Charlotte Brontë, Peter Schneider
Die Schwestern Charlotte, Emily und Anne Brontë gehören bis heute zu den meistgelesenen Autoren des 19. Jahrhunderts. Als Töchter eines englischen Pfarrers wuchsen sie in der Abgeschiedenheit eines abgelegenen Pfarrhauses in West Yorkshire auf, wo sie bis zu ihrem Lebensende blieben. Bereits als Kinder verfaßten die Schwestern gemeinsam mit ihrem Bruder Branwell (1817-1848) die Erzählungen aus Angria. Als der Bruder jedoch alkohol- und drogenkrank wurde, waren die Schwestern aufgrund des frühen Todes der Mutter und der mangelnden Unterstützung des Vaters auf sich alleine gestellt.
Ihre Werke erschienen zeitlebens unter den männlichen Pseudonymen Currer Bell (Charlotte), Ellis Bell (Emily) und Acton Bell (Anne). Charlotte Brontё, die älteste der drei Schwestern. wurde am 21. April 1816 in Thornton geboren. Sie arbeitete u.a. als Lehrerin und Gouvernante, nachdem sie in Brüssel an der Privatschule der Madame Heger Französisch gelernt hatte. Der erst posthum veröffentlichte Roman Der Professor handelt von ihrer unerfüllten Liebe zu Hegers Ehemann und zählt zusammen mit Jane Eyre zu ihren größten Erfolgen.
Aus: Jane Eyre
“Es war ganz unmöglich, an diesem Tage einen Spaziergang zu machen. Am Morgen waren wir allerdings während einer ganzen Stunde in den blätterlosen, jungen Anpflanzungen umhergewandert; aber seit dem Mittagessen – Mrs.
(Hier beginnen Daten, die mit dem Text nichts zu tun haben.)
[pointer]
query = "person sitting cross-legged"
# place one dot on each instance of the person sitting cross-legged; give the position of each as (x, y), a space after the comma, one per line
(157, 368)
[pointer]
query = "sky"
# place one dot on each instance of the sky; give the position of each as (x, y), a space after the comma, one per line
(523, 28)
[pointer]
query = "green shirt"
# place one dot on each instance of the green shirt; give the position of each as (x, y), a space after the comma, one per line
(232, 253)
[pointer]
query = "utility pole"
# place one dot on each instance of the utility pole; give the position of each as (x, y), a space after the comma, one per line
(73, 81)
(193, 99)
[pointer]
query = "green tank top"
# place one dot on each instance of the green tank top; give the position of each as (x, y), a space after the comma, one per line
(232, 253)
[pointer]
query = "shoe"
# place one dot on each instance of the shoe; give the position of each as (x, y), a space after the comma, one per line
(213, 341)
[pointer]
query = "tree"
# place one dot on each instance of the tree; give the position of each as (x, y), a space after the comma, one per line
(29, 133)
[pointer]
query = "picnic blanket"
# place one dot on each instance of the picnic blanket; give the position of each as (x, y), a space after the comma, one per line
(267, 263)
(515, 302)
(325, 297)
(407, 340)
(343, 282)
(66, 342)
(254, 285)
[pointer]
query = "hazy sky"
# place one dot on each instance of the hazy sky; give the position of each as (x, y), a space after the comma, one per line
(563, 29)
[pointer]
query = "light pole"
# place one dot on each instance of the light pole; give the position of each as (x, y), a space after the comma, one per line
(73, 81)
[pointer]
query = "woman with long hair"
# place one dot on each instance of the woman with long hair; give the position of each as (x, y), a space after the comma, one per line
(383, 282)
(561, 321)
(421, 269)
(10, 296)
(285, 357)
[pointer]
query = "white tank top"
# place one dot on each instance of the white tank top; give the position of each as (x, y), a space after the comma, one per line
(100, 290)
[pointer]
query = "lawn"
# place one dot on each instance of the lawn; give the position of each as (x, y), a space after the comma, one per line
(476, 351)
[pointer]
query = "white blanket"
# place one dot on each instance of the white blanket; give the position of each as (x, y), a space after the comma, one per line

Reed speiste stets zu früher Stunde, wenn keine Gäste zugegen waren – hatte der kalte Winterwind so düstere, schwere Wolken und einen so durchdringenden Regen heraufgeweht, daß von weiterer Bewegung in frischer Luft nicht mehr die Rede sein konnte.
Ich war von Herzen froh darüber: lange Spaziergänge, besonders an frostigen Nachmittagen, waren mir stets zuwider: – ein Greuel war es mir, in der rauhen Dämmerstunde nach Hause zu kommen, mit fast erfrorenen Händen und Füßen, – mit einem Herzen, das durch das Schelten Bessie's, der Kinderwärterin, bis zum Brechen schwer war, – gedemütigt durch das Bewußtsein, physisch so tief unter Eliza, John und Georgina Reed zu stehen.
Die soeben erwähnten Eliza, John und Georgina hatten sich in diesem Augenblick im Salon um ihre Mama versammelt: diese ruhte auf einem Sofa in der Nähe des Kamins und umgeben von ihren Lieblingen, die zufälligerweise in diesem Moment weder zankten noch schrieen, sah sie vollkommen glücklich aus. Mich hatte sie davon dispensiert, mich der Gruppe anzuschließen, indem sie sagte, daß es sie tief unglücklich mache, gezwungen zu sein, mich fern zu halten; daß sie mich aber von Vorrechten ausschließen müsse, zu deren Genuß nur zufriedene, glückliche, kleine Kinder berechtigt seien, und daß sie mir erst verzeihen würde, wenn sie sowohl durch eigene Wahrnehmung wie durch Bessie's Worte zu der Überzeugung gelangt sein würde, daß ich in allem Ernst versuche, mir anziehendere und freundlichere Manieren, einen kindlicheren, geselligeren Charakter – ein leichteres, offenherzigeres, natürlicheres Benehmen anzueignen.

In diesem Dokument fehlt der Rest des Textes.